Recombinant Human Transmembrane epididymal protein 1 (TEDDM1)

What is TEDDM1 and what are its structural characteristics?

TEDDM1 (Transmembrane epididymal protein 1) is a 273 amino acid multi-pass membrane protein that belongs to the TMEM45 family. It contains six alpha-helix transmembrane regions and a 118 amino acid length family domain of unknown function. TEDDM1 is also commonly known as TMEM45C, HE9 (human epididymis-specific protein 9), EDDM9, and several other aliases in scientific literature . The protein has a molecular weight of approximately 31.3 kDa and a theoretical isoelectric point (pI) of 8.02 . As a transmembrane protein, TEDDM1 is predicted to be an integral component of the plasma membrane, though its exact topology and structural organization remain to be fully characterized.
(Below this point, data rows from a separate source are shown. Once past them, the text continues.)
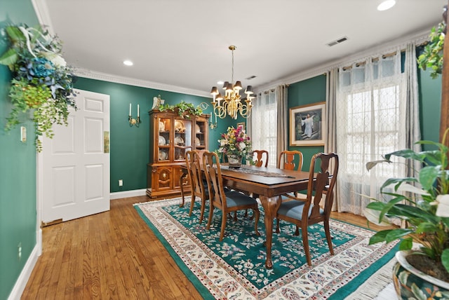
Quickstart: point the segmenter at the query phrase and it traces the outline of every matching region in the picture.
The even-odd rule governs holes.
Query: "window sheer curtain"
[[[406,148],[406,90],[399,50],[340,68],[335,103],[339,212],[363,214],[370,202],[363,195],[380,198],[385,179],[406,175],[403,164],[381,164],[370,172],[365,164]]]
[[[248,133],[253,149],[268,151],[268,166],[276,167],[277,144],[278,102],[275,89],[257,95],[253,101],[251,116],[248,122]]]

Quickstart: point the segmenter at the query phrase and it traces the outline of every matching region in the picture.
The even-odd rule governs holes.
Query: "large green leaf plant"
[[[372,199],[365,215],[378,224],[389,224],[392,218],[406,221],[407,224],[406,228],[376,233],[370,238],[370,245],[401,239],[400,250],[413,249],[416,253],[441,262],[449,272],[449,149],[445,146],[448,132],[449,129],[445,131],[442,143],[417,143],[436,149],[420,152],[404,149],[386,154],[382,160],[368,163],[366,168],[369,170],[380,163],[393,163],[391,156],[397,156],[419,161],[424,166],[415,177],[387,179],[380,192],[390,200],[383,202]],[[414,243],[420,245],[419,249],[413,247]]]

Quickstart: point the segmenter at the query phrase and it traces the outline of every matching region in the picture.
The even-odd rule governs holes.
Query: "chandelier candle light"
[[[246,99],[244,100],[245,103],[243,103],[240,95],[240,90],[242,89],[241,82],[236,81],[234,83],[234,50],[236,50],[236,47],[235,46],[229,46],[229,48],[232,51],[231,81],[226,81],[223,84],[224,96],[221,95],[216,86],[212,88],[210,94],[213,96],[213,101],[212,102],[213,113],[220,118],[224,118],[227,115],[229,115],[231,118],[236,119],[238,113],[243,118],[248,118],[251,114],[253,99],[255,98],[254,96],[251,96],[253,94],[253,88],[251,86],[246,87],[245,90]]]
What is the genomic location and organization of the TEDDM1 gene?

The TEDDM1 gene is located on the long arm of human chromosome 1 at position 1q25.3 on the minus strand . Interestingly, the gene is composed of a single exon, which is somewhat unusual as most human genes contain multiple exons . The gene that encodes TEDDM1 contains approximately 2,500 bases . In terms of its genomic neighborhood, TEDDM1 is situated near several other genes, including glutamate-ammonia ligase (GLUL), long intergenic non-protein coding RNA 272 (LINC00272), and Sharpr-MPRA regulatory region 13543 (LOC122149321) .

What are the optimal expression systems for producing recombinant TEDDM1?

Based on insights from similar transmembrane proteins, the expression of recombinant TEDDM1 likely presents several challenges. While there are no direct studies on TEDDM1 expression systems in the provided search results, the experience with similar proteins suggests that prokaryotic systems often result in accumulation in inclusion bodies due to improper folding of transmembrane domains. For instance, when expressing the sperm-binding protein BSPH1 with an N-terminal hexahistidine tag in BL21(DE3) E. coli cells, the protein accumulated in inclusion bodies .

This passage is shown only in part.